The primary instrumentation used for determination of radiocarbon (14C) content is the accelerator mass spectrometer (AMS). The CAIS has two such instruments; a NEC 500KV tandem Pelletron accelerator and a NEC 250KV single stage accelerator. Both capable of achieving precisions of 0.35% and detection of 14C content on 20 micrograms of carbon. Most Natural Product testing will provide enough sample for optimized testing. However, the occasional small sample size, 20 micrograms, such as extracted from chromatographic techniques, can be processed and analyzed in these accelerator mass spectrometers.
Approximately ten thousand samples are processed and analyzed annually in the CAIS accelerator facility. Nearly half of these samples are natural products in search of their true identity.
In concert with the AMS instrumentation, measurement of the stable isotope ratios of carbon, hydrogen, nitrogen, oxygen and sulfur (δ13C, δD, δ15N, δ18O and δ34S) are accomplished using Thermo Isotope Ratio Mass Spectrometers and Picarro Cavity Ring-down spectrometers. The CAIS has 22 IRMS and 2 CRDS with capability for a myriad of inlet systems ranging from direct dual-inlet, elemental analysis (EA), thermal conversion elemental analysis (TCEA), gas-bench, total inorganic/organic carbon (TIC-TOC), gas chromatography (GC), liquid chromatography (HPLC) interfaces.

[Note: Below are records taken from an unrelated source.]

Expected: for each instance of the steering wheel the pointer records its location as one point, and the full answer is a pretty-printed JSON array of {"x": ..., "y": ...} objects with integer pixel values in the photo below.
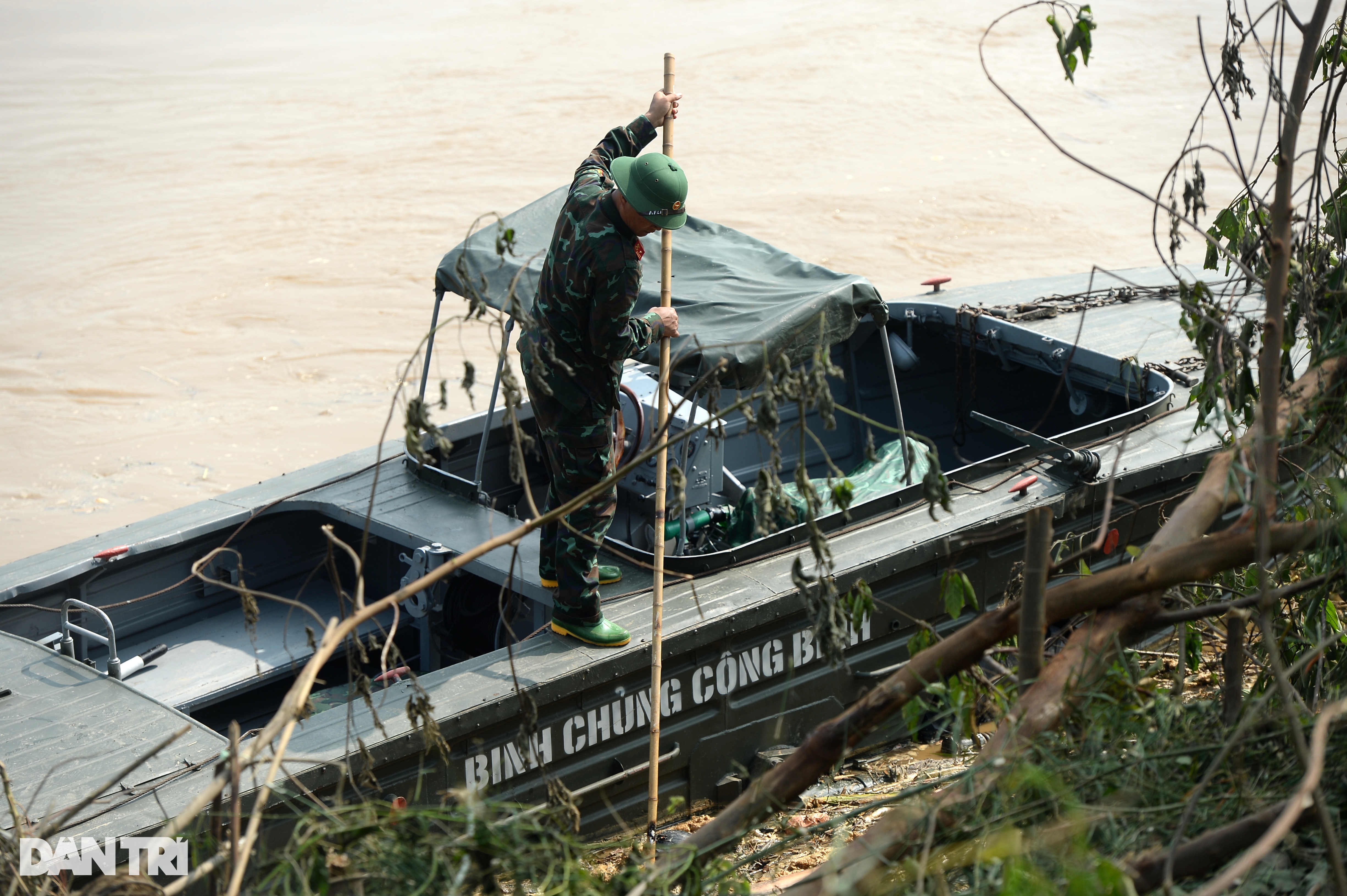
[{"x": 630, "y": 447}]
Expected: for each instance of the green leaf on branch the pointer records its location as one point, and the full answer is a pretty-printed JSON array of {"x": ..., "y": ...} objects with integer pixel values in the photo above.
[
  {"x": 957, "y": 591},
  {"x": 1074, "y": 38}
]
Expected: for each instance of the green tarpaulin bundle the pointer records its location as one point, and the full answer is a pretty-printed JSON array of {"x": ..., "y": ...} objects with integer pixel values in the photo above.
[
  {"x": 740, "y": 301},
  {"x": 871, "y": 480}
]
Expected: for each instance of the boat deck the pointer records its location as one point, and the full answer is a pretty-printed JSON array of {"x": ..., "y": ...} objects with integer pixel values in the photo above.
[{"x": 701, "y": 618}]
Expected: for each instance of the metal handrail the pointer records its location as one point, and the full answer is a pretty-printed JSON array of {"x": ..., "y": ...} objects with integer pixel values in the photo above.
[{"x": 68, "y": 643}]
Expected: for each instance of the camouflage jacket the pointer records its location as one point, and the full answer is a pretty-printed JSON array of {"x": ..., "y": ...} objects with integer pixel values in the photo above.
[{"x": 589, "y": 286}]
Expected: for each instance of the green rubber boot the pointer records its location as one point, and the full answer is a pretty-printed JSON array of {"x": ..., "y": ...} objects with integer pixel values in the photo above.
[
  {"x": 607, "y": 576},
  {"x": 601, "y": 634}
]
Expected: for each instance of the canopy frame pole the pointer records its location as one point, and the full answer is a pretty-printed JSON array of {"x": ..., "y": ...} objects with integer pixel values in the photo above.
[
  {"x": 491, "y": 411},
  {"x": 661, "y": 475},
  {"x": 430, "y": 341},
  {"x": 898, "y": 402}
]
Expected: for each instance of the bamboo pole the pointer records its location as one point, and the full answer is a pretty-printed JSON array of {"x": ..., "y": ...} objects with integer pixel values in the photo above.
[
  {"x": 1038, "y": 545},
  {"x": 661, "y": 474}
]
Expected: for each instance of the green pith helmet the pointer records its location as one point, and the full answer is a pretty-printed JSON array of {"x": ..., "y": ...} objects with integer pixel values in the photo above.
[{"x": 656, "y": 187}]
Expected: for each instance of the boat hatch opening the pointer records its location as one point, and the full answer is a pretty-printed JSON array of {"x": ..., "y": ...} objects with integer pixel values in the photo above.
[{"x": 983, "y": 393}]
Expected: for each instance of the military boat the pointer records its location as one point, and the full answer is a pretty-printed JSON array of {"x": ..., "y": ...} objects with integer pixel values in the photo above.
[{"x": 1028, "y": 394}]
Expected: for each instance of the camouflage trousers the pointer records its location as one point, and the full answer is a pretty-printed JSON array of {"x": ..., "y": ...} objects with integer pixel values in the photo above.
[{"x": 580, "y": 453}]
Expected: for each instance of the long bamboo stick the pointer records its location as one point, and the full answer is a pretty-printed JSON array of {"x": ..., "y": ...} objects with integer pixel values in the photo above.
[{"x": 661, "y": 472}]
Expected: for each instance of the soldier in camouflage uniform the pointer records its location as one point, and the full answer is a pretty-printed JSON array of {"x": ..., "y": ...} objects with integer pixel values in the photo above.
[{"x": 586, "y": 296}]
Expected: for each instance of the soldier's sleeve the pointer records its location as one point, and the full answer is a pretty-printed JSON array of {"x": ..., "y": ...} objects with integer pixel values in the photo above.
[
  {"x": 619, "y": 142},
  {"x": 615, "y": 335}
]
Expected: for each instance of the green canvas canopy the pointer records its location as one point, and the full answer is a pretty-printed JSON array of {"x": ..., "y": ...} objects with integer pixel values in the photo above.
[{"x": 739, "y": 300}]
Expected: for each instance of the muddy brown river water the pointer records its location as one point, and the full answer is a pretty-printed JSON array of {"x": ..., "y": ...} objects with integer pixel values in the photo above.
[{"x": 220, "y": 221}]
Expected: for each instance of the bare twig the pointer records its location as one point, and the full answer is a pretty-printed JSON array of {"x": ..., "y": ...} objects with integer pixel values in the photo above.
[
  {"x": 1292, "y": 809},
  {"x": 54, "y": 825}
]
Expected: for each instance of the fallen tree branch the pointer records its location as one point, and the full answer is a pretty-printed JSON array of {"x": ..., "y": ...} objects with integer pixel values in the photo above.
[
  {"x": 1151, "y": 573},
  {"x": 1221, "y": 608},
  {"x": 1133, "y": 600},
  {"x": 1292, "y": 809},
  {"x": 1207, "y": 851}
]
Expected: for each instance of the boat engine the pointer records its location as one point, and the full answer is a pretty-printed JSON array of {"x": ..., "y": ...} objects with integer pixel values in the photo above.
[{"x": 701, "y": 457}]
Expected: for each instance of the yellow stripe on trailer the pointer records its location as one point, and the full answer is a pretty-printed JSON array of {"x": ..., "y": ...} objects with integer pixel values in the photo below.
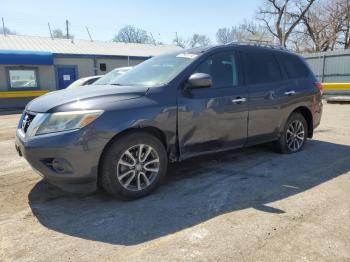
[
  {"x": 23, "y": 94},
  {"x": 336, "y": 86}
]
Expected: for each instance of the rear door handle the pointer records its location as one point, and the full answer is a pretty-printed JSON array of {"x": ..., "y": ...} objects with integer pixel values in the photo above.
[
  {"x": 239, "y": 100},
  {"x": 288, "y": 93}
]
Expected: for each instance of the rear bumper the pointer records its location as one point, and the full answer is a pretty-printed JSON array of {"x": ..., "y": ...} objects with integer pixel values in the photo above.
[{"x": 68, "y": 160}]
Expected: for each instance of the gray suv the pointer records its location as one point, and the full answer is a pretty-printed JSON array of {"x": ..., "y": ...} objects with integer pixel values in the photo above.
[{"x": 121, "y": 136}]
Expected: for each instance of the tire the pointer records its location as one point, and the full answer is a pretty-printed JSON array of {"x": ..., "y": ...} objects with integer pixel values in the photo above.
[
  {"x": 116, "y": 162},
  {"x": 285, "y": 144}
]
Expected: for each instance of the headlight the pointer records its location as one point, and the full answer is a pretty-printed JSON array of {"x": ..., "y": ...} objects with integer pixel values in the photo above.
[{"x": 64, "y": 121}]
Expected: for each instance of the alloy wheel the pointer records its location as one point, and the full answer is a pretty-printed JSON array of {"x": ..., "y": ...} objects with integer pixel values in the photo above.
[
  {"x": 138, "y": 167},
  {"x": 295, "y": 135}
]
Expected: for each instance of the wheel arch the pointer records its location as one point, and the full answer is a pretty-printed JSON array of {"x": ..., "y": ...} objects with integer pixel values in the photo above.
[
  {"x": 156, "y": 132},
  {"x": 306, "y": 113}
]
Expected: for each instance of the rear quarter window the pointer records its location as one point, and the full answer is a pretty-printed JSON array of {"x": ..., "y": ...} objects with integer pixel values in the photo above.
[
  {"x": 262, "y": 68},
  {"x": 294, "y": 66}
]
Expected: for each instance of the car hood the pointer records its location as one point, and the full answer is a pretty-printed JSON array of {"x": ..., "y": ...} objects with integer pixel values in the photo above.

In 2015, the CAIS pursued international recognition to become the first University Research Center accredited under the ISO/IEC 17025:2005 standard. The CAIS became ISO17025:2005 accredited in April, 2016 and has maintained the high level of quality and integrity in their testing under Perry Johnson Laboratory Accreditation number 87144.
The Center for Applied Isotope Studies is and always has been a tracer-free facility: we do not accept, handle, graphitize or count samples containing Tracer or Labeled (Hot) 14C due to the risk of cross-contamination.